LOL, I should have phrased the question:

"Assuming your laundry pile had a base circumferance of roughly 3 feet by 4 feet, how high would it be?"


----------



## traixa2 (Dec 6, 2002)

4 kids + 2 adults = it tkes 3 loads/day to keep up.
I don't think there has ever been a day with no laundry to do.


----------



## mamadege5 (Jan 5, 2005)

: I wish I could have seen the results before I voted. Laundry is my ultimate downfall in housekeeping. And I think I voted a little light, didn't count my oldest dd cuz she does them herself......















:


----------



## bamamom (Dec 9, 2004)

I voted three feet. And it wouldn't be so bad if dh didnt take 2 or 3 showers a day and use a fresh towel(giant sized ) for each one!! He creates a load of whites every day!







Dipes are 2 or 3 times a week, but call me crazy







: I LOVE washing our diapers and making them all clean and good smelling!!


----------



## fayking (Jun 28, 2004)

Quote:


Originally Posted by *bamamom*
I voted three feet. And it wouldn't be so bad if dh didnt take 2 or 3 showers a day and use a fresh towel(giant sized ) for each one!! He creates a load of whites every day!

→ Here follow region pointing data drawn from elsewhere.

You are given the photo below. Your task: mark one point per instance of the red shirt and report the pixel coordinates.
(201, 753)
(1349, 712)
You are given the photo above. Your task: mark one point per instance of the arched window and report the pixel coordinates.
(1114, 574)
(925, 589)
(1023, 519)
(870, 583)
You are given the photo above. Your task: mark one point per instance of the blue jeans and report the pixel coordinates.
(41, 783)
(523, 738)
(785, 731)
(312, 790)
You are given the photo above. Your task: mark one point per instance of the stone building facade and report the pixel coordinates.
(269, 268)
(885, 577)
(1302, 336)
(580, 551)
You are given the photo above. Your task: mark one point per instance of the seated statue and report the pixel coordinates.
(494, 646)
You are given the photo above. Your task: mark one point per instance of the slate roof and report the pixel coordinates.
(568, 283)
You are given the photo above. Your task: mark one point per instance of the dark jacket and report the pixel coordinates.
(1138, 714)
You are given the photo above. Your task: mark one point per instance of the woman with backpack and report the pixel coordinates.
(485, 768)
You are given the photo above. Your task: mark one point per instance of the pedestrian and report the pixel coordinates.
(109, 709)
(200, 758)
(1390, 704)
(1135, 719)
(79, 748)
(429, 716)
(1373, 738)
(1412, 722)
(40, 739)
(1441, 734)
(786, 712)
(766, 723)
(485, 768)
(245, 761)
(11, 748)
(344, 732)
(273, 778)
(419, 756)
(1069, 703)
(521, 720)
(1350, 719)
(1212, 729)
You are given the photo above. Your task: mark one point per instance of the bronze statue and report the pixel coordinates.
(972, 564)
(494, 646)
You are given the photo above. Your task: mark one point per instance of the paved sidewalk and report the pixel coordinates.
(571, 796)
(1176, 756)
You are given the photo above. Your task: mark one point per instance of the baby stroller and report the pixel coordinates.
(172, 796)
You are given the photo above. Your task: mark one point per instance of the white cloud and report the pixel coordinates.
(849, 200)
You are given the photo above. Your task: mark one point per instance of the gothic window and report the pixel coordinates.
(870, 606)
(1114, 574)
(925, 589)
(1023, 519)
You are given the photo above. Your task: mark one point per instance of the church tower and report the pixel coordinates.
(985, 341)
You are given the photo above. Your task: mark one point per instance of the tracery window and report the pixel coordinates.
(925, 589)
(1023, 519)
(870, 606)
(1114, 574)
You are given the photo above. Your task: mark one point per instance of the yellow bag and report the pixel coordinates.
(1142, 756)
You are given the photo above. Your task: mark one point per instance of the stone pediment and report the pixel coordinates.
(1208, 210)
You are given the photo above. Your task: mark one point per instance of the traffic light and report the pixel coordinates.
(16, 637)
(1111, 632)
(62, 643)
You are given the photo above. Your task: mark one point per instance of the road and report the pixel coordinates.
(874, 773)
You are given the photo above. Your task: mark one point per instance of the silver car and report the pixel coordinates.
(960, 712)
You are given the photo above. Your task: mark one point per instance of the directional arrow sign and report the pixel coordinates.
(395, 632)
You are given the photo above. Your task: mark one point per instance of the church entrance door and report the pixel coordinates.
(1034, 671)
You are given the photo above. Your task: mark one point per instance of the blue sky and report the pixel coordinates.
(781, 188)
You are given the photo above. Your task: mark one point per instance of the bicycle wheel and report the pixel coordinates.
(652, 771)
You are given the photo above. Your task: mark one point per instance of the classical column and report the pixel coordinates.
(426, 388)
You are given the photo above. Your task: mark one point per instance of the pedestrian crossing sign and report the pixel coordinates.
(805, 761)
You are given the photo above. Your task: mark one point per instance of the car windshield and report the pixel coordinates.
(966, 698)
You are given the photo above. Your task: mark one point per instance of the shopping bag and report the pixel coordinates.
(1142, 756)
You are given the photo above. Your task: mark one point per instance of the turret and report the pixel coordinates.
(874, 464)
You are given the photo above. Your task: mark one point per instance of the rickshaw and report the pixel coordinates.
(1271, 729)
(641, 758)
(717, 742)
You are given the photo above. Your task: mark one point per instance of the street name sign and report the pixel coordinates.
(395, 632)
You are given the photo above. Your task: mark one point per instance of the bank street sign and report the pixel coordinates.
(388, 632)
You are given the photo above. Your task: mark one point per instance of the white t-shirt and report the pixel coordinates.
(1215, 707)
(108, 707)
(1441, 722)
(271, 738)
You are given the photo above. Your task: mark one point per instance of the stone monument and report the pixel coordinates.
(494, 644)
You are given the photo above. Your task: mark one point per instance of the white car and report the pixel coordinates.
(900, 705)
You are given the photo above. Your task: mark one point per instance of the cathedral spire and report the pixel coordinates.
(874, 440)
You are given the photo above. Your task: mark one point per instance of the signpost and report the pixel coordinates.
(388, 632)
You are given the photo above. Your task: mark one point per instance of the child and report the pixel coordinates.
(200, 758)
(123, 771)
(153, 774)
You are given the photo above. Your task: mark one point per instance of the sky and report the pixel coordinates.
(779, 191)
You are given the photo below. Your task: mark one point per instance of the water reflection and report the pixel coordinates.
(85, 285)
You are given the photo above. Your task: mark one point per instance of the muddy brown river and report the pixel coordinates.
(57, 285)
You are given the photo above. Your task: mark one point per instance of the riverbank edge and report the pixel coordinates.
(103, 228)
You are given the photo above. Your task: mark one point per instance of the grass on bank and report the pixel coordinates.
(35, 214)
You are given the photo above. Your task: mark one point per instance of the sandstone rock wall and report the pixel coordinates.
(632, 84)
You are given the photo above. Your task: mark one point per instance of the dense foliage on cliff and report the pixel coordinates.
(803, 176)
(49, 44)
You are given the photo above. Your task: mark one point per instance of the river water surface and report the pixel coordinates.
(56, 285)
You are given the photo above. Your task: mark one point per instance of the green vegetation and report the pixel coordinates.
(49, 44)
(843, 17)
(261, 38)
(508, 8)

my old roommate used to do this...when the towels were dry i would refold them and put them back in the bathroom. i would do this a few times until the towels were actually dirty, i dont think he ever noticed!

i have no laundry at the mo except the clothes i am gonna take off later, i have been off work today so i have been busy.


----------



## momto l&a (Jul 31, 2002)

About a foot high for the dirty ones. My dryer I had to fix last week so I got behind so this week is catch up week. There must be 10 loads of CLEAN laundry on my rather large kitchen table









I one of those types that has no problems whatsoever doing laundry its just the putting away that doesnt get done.


----------



## Book Addict Jen (Mar 1, 2004)

Quote:


Originally Posted by *shelbean91*
Are we twins?? :LOL Seriously- until I got a couple of extra laundry baskets, I would wash, dry, dump on love seat. Repeat until washer/dryer are empty. Pluck clean clothes off the love seat to wear. Now, I bought a few extra baskets, I have clean clothes in baskets all over the house.


I use to use the porta crib for it, lol! That was all it got used for!







I am tempted to set it back up in DDs room.


----------



## Dude111 (May 10, 2015)

Right now its not bad @ all  (Sometimes it gets high (Ah man!!))


----------



## jeslynn (Jul 23, 2010)

About two feet. It'll be done tonight. I truly despise doing laundry as the washer and dryer are in the basement, lol.


----------



## pumabearclan (Nov 14, 2012)

Wash by hand, cannot allow more than a load to accumulate. Cannot rely on machines & have few clothes anyway. Other things are more important to me and us.


----------



## mylie2 (Jul 1, 2016)

Mine is pretty high...I have to pay and only seem to be able to do a few loads at a time...

One day I hope to have a place where I will have my own washer and dryer...


----------



## Wolfcat (Jan 10, 2006)

Three feet high, but around 30 sq ft in area...


----------



## drnina (Feb 3, 2017)

lol I'd be lying if I said anything less than 2 feet


----------